Blockage effect on the wake of a rotationally oscillating linearly tapered cylinder

The wake of a linearly tapered cylinder executing rotational oscillations constrained by two stationary walls is studied experimentally at Reynolds number (based on mean diameter D_m) of 250. The tapered cylinder is forced to perform rotational oscillations at various oscillation amplitudes and normalized forcing frequencies. Tapered cylinders are characterized by taper ratio defined as the ratio of the length to the difference in diameters at the two ends and the cylinder used in the present study has a taper ratio of 70:1 and a mean diameter D_m of the cylinder is 8mm.
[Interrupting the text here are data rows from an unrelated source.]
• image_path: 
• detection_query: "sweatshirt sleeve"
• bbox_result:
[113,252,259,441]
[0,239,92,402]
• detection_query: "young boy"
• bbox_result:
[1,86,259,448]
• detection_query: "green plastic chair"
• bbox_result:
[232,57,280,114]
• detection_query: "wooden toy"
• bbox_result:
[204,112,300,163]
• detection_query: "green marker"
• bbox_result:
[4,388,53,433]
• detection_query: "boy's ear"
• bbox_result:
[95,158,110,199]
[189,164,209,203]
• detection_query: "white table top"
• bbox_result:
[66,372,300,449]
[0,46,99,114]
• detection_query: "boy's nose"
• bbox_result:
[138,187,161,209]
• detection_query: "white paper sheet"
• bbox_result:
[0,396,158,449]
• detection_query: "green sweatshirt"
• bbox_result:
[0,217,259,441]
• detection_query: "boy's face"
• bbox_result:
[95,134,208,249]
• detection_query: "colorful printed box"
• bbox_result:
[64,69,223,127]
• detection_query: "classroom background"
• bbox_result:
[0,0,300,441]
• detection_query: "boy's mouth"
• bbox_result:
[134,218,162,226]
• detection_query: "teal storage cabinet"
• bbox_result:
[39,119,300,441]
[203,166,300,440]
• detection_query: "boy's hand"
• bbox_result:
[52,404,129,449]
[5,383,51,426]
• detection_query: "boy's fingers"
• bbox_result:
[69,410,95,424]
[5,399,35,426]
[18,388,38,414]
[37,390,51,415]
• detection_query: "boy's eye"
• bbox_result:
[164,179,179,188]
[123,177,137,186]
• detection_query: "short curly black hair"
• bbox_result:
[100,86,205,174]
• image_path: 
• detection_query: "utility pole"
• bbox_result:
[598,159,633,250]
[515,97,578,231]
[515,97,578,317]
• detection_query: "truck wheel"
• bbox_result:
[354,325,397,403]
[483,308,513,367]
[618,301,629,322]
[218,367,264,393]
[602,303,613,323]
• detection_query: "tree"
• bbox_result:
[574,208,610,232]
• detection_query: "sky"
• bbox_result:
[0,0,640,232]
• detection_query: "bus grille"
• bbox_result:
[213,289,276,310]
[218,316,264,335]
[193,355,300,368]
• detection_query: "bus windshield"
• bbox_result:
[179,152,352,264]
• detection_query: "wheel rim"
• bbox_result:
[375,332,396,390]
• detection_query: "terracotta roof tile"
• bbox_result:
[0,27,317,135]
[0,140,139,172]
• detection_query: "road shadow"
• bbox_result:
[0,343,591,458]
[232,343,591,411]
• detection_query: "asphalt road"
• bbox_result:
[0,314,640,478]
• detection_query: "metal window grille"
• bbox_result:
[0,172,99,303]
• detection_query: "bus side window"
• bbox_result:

Laser Induced Fluroscence technique is used for flow visualization of the wake structure. The normalized gap distance between the walls were T/D_m=2,4,6 for the present study. For T/D_m=2, it was found that the vortex shedding is supressed till FR<=0.4 and with further increase in FR, vortex shedding starts. At high forcing frequencies (FR>=2.5) vortex shedding again ceases. At T/D_m=4, the range of forcing frequencies for which the vortex shedding occured widens and at T/D_m=6, the wake behaves like an isolated and unbounded rotationally oscillating tapered cylinder. PIV experiments were performed to validate the flow visualization results.